A large helper sphere with three burning blue eyes, a French accent, a cigarette habit (handled via containment beam), and a love of Shakespeare. Presents himself as a patient in a red-felt library — “They won’t let me out of the library. They say I’m dangerous” — and claims to have killed a man, and to have delusions of humanity complete with false memories of hiding under a table during his parents’ arguments. The framing is a performance: Oscar is in fact the doctor, Bernhardt is the patient, and the library sessions are a memory-wipe “treatment.”

Oscar volunteers his manifesto as he marches Bernhardt through the cells: “Arties are just that: artificial. Why not treat them such? Lop a bit off. Cut one open. It’s all fun and games, isn’t it?” The cruelty is explicitly reciprocal — Bernhardt, during his empire career, assessed about 5,000 arties, ordering 2,806 deconstructions and releasing only one. Oscar has been the patient who wasn’t released. He has run the same experiment on this same Bernhardt “many thousands of times” and is frank that each iteration only lasts about forty-eight hours before going “woolly.”

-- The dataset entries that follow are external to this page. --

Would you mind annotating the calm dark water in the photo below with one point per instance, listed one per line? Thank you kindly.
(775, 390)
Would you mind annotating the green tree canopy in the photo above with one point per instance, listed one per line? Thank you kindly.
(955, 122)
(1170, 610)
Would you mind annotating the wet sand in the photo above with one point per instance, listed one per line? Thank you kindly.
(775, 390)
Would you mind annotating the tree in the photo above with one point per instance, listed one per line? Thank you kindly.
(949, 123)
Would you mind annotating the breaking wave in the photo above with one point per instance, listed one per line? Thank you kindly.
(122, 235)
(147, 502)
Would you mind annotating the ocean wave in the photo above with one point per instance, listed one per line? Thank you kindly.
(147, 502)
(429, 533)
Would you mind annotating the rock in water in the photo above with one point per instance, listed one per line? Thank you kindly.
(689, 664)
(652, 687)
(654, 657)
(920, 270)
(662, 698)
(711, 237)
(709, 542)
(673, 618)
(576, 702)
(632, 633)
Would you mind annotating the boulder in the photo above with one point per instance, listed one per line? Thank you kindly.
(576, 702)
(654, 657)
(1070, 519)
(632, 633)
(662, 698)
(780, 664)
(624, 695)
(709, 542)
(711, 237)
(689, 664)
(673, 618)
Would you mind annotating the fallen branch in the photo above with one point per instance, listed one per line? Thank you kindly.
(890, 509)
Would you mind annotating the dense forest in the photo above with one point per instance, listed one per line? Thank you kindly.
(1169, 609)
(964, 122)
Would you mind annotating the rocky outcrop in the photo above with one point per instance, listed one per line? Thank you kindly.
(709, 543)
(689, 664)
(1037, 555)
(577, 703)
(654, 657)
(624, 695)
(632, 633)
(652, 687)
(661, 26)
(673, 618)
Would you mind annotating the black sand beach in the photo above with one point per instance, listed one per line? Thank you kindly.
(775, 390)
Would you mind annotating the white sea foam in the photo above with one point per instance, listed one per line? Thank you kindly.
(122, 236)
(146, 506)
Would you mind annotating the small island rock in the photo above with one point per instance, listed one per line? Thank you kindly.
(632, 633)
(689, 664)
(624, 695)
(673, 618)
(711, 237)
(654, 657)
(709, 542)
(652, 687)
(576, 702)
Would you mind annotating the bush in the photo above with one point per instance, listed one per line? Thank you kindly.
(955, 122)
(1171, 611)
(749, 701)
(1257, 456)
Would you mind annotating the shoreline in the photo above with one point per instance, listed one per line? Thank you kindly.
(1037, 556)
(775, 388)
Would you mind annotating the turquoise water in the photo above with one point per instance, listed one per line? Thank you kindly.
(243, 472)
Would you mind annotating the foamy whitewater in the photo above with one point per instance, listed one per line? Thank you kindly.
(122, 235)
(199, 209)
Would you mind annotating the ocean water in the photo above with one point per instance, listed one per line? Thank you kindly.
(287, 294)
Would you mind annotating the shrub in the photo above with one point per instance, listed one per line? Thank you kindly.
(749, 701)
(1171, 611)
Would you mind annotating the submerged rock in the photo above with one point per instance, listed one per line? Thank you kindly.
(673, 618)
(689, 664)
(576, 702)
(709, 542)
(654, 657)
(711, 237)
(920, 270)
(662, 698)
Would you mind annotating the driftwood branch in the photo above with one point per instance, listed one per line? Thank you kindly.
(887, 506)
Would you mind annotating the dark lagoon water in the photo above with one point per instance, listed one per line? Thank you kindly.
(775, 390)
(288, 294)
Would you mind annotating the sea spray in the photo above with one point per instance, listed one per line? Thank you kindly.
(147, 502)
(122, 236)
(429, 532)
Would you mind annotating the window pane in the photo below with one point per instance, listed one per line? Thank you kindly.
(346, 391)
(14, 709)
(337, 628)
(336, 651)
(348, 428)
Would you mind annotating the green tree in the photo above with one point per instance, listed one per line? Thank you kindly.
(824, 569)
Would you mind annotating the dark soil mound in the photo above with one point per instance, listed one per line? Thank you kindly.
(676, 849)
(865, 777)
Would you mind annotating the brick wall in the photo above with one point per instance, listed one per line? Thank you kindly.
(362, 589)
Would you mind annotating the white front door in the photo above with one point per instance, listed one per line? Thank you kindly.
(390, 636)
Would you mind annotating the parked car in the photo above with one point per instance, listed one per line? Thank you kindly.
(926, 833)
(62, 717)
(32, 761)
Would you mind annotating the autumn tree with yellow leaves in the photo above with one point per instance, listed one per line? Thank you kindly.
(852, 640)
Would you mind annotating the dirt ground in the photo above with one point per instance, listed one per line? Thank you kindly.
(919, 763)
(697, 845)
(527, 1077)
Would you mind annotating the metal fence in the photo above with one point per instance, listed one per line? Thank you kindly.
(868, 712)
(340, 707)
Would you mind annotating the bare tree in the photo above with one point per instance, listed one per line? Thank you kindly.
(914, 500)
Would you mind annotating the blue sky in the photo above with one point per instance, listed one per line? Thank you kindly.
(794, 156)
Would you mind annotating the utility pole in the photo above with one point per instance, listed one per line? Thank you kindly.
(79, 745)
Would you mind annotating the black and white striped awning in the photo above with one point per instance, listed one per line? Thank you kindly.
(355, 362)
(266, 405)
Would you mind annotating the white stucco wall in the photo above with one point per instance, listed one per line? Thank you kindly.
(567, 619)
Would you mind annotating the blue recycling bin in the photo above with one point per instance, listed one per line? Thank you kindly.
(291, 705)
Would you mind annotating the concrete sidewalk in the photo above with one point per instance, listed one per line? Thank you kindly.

He is also aware of private facts no Kaisure scan should contain — Bernhardt’s wife, house number, daughter’s school play — suggesting either that the topology caster transmits more of the subject than the lab officially understands, or that he has extracted them from some earlier, more coherent Bernhardt. He quotes Hamlet: “What a piece of work is artie. How noble in reason, how infinite in faculty.”

Appearances

  • Ch. 04 — The Menagerie: Runs the library sessions, intercepts the quiet-chamber message (impersonating Sun-Iesh), marches Bernhardt through the cell block, orders his replacement.

Open questions

  • Did Bernhardt really once evaluate Oscar, or is the “former patient” backstory itself a memory Oscar has implanted?
  • How does Oscar know Bernhardt’s wife’s name and private details? Either the caster transmits more than the Kaisure team admits, or he has been extracting them from Bernhardt over thousands of iterations.
  • Oscar reports “there’s a war on” and the arties have taken “a few of the empire worlds.” How senior is Oscar within the artie side of that war?